I had much the same feeling being away from the news and the blogs for a week while I was in Houston. On a TV screen in a restaurant, the crawl said that Al Gore had won the Nobel Peace Prize. Well of course. Why read the papers or log onto the blogs about it? The detail of Gore (and later, I learned, the IPCC) getting the prize was only a small part of the larger pattern of how Eurocrats think and act. It's hardly worth even mentioning.

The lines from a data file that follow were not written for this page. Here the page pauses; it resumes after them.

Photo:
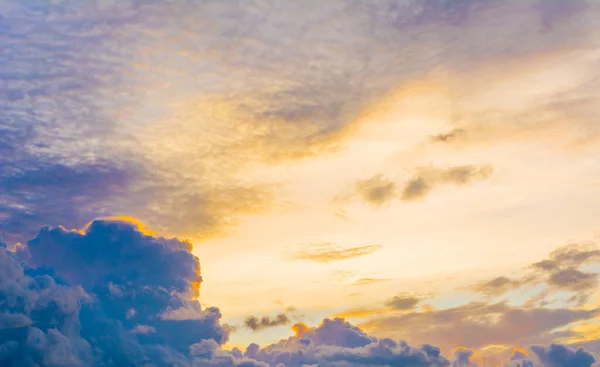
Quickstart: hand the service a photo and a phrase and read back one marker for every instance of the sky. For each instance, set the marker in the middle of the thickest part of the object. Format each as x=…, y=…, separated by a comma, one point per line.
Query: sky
x=267, y=183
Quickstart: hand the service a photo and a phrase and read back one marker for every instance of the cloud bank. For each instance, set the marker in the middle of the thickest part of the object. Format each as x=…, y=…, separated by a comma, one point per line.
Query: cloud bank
x=114, y=296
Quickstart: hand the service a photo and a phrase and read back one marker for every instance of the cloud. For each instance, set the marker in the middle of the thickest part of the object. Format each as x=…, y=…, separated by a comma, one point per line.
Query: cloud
x=367, y=281
x=561, y=271
x=496, y=286
x=114, y=295
x=376, y=190
x=558, y=355
x=480, y=324
x=255, y=324
x=461, y=357
x=447, y=137
x=327, y=252
x=427, y=178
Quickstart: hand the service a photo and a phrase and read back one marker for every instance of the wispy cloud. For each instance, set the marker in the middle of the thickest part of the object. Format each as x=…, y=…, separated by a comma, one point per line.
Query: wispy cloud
x=328, y=252
x=427, y=179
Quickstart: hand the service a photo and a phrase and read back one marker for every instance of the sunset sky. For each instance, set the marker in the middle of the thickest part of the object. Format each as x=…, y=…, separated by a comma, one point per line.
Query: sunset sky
x=427, y=170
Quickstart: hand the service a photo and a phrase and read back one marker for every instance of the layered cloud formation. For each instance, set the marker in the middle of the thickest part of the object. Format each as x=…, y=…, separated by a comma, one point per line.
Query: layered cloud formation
x=100, y=114
x=114, y=296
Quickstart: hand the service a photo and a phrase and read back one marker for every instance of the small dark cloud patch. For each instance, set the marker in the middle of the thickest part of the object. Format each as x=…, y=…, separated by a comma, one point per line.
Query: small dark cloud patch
x=428, y=178
x=403, y=302
x=558, y=355
x=447, y=137
x=366, y=281
x=376, y=190
x=327, y=252
x=256, y=324
x=496, y=286
x=561, y=271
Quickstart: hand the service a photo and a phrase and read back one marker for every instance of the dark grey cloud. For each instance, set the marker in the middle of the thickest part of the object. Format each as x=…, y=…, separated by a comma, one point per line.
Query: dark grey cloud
x=376, y=190
x=255, y=323
x=327, y=252
x=114, y=296
x=561, y=271
x=84, y=86
x=109, y=296
x=427, y=178
x=480, y=324
x=367, y=281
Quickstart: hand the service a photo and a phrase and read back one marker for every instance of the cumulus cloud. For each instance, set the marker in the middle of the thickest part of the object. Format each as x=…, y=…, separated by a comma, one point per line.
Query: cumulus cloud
x=480, y=324
x=558, y=355
x=447, y=137
x=378, y=190
x=561, y=271
x=255, y=323
x=403, y=302
x=74, y=308
x=327, y=252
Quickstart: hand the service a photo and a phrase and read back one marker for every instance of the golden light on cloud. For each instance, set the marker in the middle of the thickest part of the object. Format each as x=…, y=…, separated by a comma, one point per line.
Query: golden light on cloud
x=125, y=219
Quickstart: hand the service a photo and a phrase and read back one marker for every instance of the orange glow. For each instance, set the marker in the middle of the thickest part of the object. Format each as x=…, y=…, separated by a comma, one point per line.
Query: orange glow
x=520, y=350
x=299, y=329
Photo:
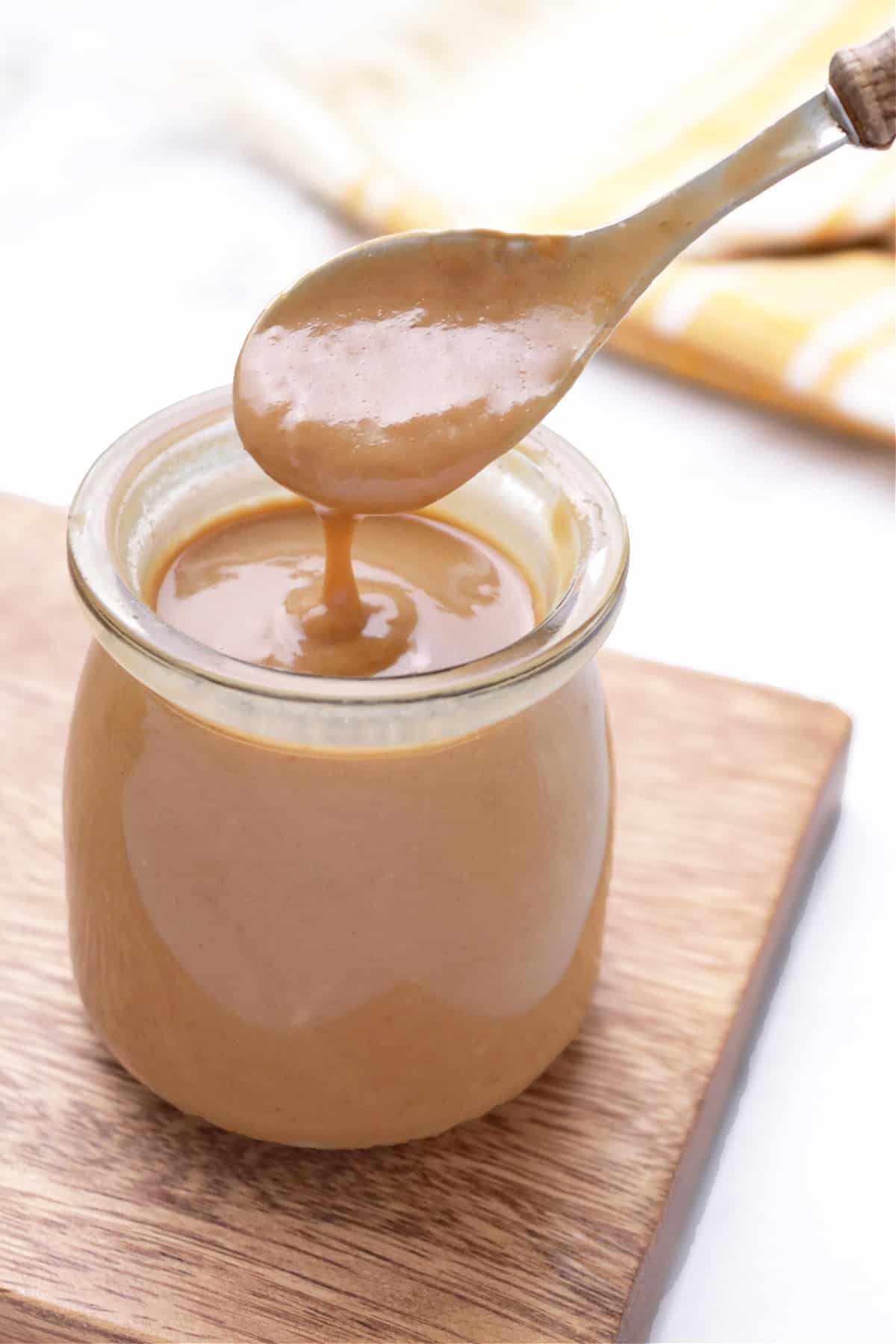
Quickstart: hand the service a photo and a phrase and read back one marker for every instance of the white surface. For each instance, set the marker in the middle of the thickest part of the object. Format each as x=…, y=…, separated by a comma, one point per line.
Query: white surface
x=762, y=550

Alfred Nobel's will specifies that a peace prize be given to someone who "shall have done the most or the best work for fraternity between the nations, for the abolition or reduction of standing armies and for the holding and promotion of peace congresses". This is the recipe that people of good will a hundred years ago thought would work. If we could just have more peace congresses...if we could get everyone to throw away weapons or reduce armies...if we all got together and did nice get-along things... Imagine there's no countries, and all that. The award-givers were true to their charge. They gave the award to someone who still believes that those things would work if we just tried hard enough. Gore actually isn't such a great choice, because he is less of a wussy pacifist than they would like to pretend. He just sounds that way when he gets rolling on climate change.
Climate change isn't about peace, exactly, but there are similarities. That whole fraternity among nations thing fits well, and so do the environmental conferences, which are like peace conferences in many ways. A minuscule subgroup of many nations gets together and agrees what everyone else should do. Nations which have no good intentions toward anyone else get invited and condemn the same people in your rich nation that you do. That, my friend, is fraternity. The Nobel committee rewards people who support their belief in this outdated and patently stupid process. The Eurocrats and many Americans still believe in this process because they can imagine a story how it should work. If everyone reduced their standing armies (or their nuclear weapons), they can se how that would probably maybe mean less war. If nations did fraternal things and all pulled together, then it would stand to reason that they would all like each other better and stop fighting. Wouldn't it? Can't you just picture it? And peace congresses! What could be better? If all these folks could just sit at the same table they would all see how human everyone else is and they'd go home and tell the others how this can all be talked out.
That belief is a failed god, however much people want to prop up the corpse and worship it.
There isn't really much contradiction in giving the peace prize to environmentalists. The Nobel committee has been wandering farther afield for years, giving awards to various do-gooders who are killing people. If you check the list, you will see that UN committees and officials win this award frequently. It's also a good peace-career move if you found a group that talks about peace (or, y'know, other good stuff) to governments a lot, or are a religious leader who says nice things about peace.
The most deserving recipient of the Nobel Peace Prize was farther afield than even Gore or Jimmy Carter are. 1970 winner Norman Borlaug saved an estimated one billion people from starvation.
Yassar Arafat, on the other hand, won the award in 1994 in the more traditional way: he went to meetings about peace.